“But why did those slaves let their masters bring them into this state? Why didn’t they fight as our forefathers did when they threw off the yoke of England’s laws?” inquires a bright-eyed lad who has just risen from the reading of a history of our Revolution.
The slaves were not reduced to their present servile condition in large bodies. When our ancestors settled this country they felt the need of more laborers than they could hire. Then wicked men sailed from England and other parts of Europe to the coast of Africa. Sending their boats ashore filled with armed men, they fell upon the villages of the poor Africans, set fire to their huts, and, while they were filled with fright, seized, handcuffed, and dragged them to their boats, and then carried them aboard ship.
This piracy was repeated until the ship was crowded with negro men, women, and children. The poor things were packed like spoons below the deck. Then the ship set sail for the coast of America. I cannot tell you how horribly the poor negroes suffered. Bad air, poor food, close confinement, and cruel treatment killed them off by scores. When they died their bodies were pitched into the sea, without pity or remorse.

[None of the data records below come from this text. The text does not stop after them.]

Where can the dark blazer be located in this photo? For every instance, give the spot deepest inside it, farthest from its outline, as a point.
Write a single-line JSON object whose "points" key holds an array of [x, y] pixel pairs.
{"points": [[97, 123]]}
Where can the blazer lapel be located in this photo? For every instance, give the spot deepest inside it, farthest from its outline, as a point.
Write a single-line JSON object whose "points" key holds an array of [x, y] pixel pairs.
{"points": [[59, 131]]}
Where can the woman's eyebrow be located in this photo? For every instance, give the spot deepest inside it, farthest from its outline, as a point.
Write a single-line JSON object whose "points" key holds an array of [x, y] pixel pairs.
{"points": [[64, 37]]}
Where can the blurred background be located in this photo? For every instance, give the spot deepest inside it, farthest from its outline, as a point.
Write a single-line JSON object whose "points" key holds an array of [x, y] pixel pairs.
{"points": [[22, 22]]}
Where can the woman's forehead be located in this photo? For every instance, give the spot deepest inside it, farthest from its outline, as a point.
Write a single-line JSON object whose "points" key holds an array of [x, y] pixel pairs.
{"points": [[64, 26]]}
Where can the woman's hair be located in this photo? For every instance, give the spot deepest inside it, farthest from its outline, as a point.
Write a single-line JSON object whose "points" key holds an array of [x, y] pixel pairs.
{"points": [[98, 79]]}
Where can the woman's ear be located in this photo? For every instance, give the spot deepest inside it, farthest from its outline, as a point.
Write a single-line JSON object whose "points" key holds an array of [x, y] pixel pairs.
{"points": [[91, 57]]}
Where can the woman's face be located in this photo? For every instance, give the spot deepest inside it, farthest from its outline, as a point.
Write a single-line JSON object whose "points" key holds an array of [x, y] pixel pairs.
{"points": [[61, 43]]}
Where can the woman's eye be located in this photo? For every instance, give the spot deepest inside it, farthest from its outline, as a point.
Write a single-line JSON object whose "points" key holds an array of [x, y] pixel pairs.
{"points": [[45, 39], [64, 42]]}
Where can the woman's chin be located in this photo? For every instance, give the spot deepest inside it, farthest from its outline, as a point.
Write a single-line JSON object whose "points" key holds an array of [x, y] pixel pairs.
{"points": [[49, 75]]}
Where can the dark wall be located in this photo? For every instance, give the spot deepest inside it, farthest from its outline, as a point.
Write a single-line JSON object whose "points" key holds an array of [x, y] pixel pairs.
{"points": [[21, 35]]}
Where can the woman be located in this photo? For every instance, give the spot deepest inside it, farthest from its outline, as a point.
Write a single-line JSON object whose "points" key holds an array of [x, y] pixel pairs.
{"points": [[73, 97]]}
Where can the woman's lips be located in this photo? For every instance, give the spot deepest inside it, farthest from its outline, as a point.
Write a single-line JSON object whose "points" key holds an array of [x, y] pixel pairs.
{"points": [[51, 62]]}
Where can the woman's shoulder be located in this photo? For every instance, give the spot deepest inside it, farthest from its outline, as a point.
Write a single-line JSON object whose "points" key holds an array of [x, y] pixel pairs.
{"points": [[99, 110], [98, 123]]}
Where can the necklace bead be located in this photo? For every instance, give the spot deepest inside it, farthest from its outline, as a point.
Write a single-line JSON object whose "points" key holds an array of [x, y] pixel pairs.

After a wearisome voyage the survivors, on being carried into some port, were sold to the highest bidder. No regard was paid to their relationship. One man bought a husband, another a wife. The child was taken to one place, the mother to another. Thus they were scattered abroad over the colonies. Fresh loads arrived continually, and thus their numbers increased. Others were born on the soil, until now, after the lapse of some two centuries, there are nearly four millions of negro slaves in the country, besides large numbers of colored people who in various ways have been made free.
You can now see how easy it was for the masters to make the wicked laws by which the slaves are now held in bondage. They began when the slaves were few in number, when they spoke a foreign language, and when they were too few and feeble to offer any resistance to their oppressors, as their masters did to old England when she tried to oppress them.
I want you to remember one great truth regarding slavery, namely, that a slave is a human being, held and used as property by another human being, and that it is always A sin against god to thus hold and me a human being as property!
You know it is not a sin to use an ox, a horse, a dog, a squirrel, a house, or an acre of land as property, if it be honestly obtained, because God made these and similar objects to be possessed as property by men. But God did not make man to be the property of man. He never gave any man the right to own his neighbor or his neighbor’s child.